RENCONTRE AVEC ALIX TRAN CRéATRICE DE LA MARQUE “MYSEN”

Cela me démangeait depuis le début de ce blog : demander à ceux qui ont réussi à vivre de leur passion quelle est leur recette, leur parcours, voir leurs petits secrets…

J’adore savoir comment ça se passe chez les autres, et j’adore tout autant écouter des podcast ou regarder des interviews.

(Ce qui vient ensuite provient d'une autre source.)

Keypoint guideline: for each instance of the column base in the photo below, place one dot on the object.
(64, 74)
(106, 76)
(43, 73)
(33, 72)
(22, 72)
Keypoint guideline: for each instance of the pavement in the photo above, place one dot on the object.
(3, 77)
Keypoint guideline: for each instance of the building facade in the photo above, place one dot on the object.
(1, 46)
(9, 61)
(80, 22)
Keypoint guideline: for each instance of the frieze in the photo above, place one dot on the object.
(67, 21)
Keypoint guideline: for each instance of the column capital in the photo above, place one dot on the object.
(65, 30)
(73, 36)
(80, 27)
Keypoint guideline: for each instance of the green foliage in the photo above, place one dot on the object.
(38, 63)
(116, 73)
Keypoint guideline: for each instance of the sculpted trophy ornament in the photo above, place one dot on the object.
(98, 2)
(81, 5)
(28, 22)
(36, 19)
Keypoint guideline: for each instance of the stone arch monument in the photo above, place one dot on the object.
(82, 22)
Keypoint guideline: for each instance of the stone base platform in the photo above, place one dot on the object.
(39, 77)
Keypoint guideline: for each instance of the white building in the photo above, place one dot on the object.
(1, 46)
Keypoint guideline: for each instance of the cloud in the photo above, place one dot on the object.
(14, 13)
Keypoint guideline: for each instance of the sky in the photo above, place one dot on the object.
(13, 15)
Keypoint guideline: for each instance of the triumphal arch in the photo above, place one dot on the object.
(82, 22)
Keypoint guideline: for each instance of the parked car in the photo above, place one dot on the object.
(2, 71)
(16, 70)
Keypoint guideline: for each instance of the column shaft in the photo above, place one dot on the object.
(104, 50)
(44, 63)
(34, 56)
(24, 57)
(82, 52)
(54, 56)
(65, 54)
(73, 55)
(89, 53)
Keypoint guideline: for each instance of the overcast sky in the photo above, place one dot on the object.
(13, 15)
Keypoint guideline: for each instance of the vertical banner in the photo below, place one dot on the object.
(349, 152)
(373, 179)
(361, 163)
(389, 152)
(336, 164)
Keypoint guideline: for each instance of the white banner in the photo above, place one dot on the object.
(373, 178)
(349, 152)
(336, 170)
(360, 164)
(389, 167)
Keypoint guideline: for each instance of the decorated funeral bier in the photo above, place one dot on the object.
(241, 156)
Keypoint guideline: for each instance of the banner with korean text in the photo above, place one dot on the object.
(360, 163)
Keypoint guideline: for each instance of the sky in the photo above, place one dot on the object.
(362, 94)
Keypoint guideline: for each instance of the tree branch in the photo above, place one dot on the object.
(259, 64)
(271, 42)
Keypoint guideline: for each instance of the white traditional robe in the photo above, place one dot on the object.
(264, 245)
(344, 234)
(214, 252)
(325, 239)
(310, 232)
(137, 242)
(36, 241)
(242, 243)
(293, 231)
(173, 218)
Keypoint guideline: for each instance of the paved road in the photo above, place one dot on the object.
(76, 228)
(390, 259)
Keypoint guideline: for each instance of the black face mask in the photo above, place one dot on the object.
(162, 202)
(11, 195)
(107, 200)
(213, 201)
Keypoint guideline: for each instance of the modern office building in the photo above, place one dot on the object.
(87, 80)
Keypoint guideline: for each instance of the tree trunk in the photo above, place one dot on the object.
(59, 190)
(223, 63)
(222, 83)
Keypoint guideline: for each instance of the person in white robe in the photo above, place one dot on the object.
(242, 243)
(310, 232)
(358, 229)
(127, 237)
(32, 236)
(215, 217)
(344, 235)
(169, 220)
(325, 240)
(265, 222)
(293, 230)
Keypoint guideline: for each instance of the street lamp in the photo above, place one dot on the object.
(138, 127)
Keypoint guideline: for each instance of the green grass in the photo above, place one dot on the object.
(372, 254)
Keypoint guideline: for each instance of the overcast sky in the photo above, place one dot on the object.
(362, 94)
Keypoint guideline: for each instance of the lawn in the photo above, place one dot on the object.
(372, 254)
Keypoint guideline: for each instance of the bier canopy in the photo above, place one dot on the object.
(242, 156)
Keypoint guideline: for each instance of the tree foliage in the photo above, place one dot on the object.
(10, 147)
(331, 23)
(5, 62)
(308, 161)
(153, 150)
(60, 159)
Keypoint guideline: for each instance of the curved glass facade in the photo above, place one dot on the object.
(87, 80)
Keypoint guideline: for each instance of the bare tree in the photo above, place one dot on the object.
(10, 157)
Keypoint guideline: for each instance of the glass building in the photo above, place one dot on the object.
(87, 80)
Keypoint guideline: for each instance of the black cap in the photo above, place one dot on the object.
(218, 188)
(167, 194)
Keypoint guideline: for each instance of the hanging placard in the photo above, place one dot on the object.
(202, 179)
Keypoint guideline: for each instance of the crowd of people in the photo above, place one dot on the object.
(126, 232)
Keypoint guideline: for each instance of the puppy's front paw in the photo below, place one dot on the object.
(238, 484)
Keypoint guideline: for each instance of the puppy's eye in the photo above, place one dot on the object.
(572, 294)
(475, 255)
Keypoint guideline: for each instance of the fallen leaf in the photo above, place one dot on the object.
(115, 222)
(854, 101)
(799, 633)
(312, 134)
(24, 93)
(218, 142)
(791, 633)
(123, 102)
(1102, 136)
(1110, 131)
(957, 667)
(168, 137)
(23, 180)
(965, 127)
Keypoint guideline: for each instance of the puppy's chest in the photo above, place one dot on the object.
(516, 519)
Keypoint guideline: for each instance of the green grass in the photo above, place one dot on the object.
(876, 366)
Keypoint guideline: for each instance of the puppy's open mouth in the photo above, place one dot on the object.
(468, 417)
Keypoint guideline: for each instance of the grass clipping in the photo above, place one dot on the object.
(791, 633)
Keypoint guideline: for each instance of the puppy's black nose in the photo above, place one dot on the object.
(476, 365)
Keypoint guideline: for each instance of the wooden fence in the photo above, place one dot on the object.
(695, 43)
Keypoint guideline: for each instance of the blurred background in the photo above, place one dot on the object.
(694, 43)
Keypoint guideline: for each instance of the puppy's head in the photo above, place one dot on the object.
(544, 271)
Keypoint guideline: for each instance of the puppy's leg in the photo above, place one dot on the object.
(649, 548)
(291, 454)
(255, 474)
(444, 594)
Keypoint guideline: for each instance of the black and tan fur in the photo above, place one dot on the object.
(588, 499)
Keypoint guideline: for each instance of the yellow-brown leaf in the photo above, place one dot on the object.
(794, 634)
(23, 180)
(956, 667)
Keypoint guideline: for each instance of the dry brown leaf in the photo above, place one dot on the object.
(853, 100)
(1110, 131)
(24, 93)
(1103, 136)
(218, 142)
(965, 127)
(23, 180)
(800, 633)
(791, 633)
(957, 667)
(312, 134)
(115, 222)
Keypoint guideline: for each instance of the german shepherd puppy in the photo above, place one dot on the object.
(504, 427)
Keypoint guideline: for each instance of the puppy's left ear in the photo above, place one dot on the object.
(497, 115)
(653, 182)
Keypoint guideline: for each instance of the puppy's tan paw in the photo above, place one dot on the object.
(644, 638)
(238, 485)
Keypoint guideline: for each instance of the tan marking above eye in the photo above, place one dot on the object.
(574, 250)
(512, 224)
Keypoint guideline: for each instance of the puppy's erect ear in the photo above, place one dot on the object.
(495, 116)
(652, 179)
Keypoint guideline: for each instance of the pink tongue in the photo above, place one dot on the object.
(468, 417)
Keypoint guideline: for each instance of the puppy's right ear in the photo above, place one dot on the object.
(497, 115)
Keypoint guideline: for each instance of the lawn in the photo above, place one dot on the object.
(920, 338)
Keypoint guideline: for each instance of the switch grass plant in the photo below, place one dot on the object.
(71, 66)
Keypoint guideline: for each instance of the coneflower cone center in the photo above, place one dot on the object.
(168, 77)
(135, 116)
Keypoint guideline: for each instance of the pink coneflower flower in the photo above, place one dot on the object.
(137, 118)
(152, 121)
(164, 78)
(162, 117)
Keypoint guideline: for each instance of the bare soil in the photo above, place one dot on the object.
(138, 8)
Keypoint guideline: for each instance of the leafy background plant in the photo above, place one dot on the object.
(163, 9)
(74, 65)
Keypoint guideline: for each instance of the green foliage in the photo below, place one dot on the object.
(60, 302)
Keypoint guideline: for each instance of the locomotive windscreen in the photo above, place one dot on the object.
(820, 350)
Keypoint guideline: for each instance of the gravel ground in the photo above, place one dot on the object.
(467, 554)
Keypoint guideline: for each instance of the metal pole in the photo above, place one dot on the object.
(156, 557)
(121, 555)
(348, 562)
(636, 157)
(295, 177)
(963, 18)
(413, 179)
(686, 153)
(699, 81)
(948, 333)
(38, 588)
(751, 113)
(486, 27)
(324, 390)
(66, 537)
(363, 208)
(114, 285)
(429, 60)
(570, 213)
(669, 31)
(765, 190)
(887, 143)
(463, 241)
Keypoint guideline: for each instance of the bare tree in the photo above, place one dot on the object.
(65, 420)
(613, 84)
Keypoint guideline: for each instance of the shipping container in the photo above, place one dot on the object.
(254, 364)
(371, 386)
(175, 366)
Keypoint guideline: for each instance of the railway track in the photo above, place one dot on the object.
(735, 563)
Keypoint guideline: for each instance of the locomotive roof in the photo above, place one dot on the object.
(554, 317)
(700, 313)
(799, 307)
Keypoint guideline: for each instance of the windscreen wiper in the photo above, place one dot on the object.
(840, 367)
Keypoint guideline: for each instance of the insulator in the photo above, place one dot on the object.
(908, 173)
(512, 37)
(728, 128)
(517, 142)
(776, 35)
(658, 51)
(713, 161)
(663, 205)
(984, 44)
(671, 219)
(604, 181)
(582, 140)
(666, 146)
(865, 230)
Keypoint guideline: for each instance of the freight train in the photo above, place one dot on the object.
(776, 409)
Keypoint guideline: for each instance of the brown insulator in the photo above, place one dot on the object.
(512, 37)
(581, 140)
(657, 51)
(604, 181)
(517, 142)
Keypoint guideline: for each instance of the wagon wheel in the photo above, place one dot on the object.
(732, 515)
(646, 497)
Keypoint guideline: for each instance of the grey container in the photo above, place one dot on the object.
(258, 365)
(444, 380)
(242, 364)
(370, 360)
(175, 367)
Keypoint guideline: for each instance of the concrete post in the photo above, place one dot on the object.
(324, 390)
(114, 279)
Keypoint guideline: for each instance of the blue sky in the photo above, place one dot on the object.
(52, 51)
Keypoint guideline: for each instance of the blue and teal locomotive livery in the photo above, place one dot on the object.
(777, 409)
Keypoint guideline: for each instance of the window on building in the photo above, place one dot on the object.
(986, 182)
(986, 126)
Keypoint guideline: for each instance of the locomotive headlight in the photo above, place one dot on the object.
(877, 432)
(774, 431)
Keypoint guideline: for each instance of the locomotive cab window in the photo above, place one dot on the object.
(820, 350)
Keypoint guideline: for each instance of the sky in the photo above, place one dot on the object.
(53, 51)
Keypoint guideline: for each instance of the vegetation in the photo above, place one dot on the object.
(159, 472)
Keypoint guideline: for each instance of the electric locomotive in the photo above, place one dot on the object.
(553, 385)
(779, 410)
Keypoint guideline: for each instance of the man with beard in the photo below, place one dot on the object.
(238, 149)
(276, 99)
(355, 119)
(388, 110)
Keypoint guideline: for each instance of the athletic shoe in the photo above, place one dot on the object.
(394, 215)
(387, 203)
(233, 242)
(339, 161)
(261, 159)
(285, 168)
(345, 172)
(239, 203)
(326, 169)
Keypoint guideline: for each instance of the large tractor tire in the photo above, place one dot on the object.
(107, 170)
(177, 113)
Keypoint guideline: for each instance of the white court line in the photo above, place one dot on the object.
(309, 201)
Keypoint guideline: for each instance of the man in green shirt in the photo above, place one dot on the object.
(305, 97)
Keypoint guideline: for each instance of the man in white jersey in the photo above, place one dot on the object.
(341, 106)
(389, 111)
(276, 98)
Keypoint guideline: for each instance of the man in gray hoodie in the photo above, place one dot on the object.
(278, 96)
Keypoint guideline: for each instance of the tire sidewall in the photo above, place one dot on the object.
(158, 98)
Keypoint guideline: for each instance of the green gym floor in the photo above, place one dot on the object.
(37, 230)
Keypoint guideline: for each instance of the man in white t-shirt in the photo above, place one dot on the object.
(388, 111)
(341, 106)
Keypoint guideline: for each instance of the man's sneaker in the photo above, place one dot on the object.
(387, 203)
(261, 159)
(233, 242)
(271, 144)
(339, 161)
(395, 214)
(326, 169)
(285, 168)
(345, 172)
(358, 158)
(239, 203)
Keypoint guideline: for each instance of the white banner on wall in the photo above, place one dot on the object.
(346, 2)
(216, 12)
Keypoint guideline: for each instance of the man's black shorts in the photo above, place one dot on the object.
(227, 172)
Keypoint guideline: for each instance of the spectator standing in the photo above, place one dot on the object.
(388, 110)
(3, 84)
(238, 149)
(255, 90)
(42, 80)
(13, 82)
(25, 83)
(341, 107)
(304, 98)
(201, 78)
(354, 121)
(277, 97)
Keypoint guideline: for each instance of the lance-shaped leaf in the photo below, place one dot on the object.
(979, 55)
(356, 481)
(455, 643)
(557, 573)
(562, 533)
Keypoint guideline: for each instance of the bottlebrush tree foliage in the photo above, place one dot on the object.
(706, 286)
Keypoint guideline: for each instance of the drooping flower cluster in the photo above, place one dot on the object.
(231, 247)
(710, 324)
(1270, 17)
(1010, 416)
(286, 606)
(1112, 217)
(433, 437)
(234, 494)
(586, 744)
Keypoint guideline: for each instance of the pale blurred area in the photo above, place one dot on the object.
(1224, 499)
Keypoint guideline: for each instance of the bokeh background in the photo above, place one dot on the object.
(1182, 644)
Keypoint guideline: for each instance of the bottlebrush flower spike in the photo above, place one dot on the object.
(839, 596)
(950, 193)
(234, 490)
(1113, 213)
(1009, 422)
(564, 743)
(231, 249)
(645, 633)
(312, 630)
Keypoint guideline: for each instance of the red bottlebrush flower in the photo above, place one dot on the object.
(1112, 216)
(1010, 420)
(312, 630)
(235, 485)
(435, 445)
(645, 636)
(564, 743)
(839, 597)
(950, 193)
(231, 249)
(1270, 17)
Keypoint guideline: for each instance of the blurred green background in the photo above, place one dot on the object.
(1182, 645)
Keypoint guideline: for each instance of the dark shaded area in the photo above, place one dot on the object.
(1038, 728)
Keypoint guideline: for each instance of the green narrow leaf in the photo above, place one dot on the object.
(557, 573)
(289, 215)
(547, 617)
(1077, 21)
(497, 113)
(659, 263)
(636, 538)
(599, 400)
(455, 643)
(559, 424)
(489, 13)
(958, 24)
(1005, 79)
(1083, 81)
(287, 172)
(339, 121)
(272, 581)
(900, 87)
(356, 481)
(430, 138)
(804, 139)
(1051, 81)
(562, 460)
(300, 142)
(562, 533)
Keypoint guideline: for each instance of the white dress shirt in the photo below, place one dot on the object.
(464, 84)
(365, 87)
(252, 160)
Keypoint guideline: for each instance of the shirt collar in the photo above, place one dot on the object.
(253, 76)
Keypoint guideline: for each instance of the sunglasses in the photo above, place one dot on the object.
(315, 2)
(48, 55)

C’est donc le début d’une série de rencontres que je vous propose désormais sur le blog. Et celle-ci sera inaugurée par cette conversation que j’ai eu avec Alix, la charmante créatrice de la marque MySen (qui n’est autre que son deuxième prénom).

Avant toutes choses, veuillez pardonner cette pauvre qualité de son. J’ai dû me battre avec un logiciel d’enregistrement vraiment peu conciliant…

Mais comme personnellement, j’aime beaucoup écouter des podcasts lorsque je suis à l’établi, je vous le livre tout de même au format audio, bien que médiocre, et vous propose ci-après la retranscription texte (d’où ce ton “parlé” et moins policé). Promis, les prochaines seront meilleures !


Bonjour Alix, peux-tu nous raconter dans quelles circonstances tu as créé ta marque, et après quel parcours ? Comment en es-tu venue à créer des bijoux ? Etait-ce une réorientation professionnelle, ou à la suite de tes études ?

Je l’ai créée il y a un peu plus de trois ans, à partir de novembre 2015, après mes études aux Arts Décoratifs de Strasbourg. C’est là que j’ai découvert le bijou. Je ne m’attendais pas du tout à faire, enfin ce n’était pas du tout ce qui était prévu. En fait, je suis rentré aux Arts Décoratifs de Strasbourg, je pensais faire du graphisme, je n’avais pas d’idée vraiment définie…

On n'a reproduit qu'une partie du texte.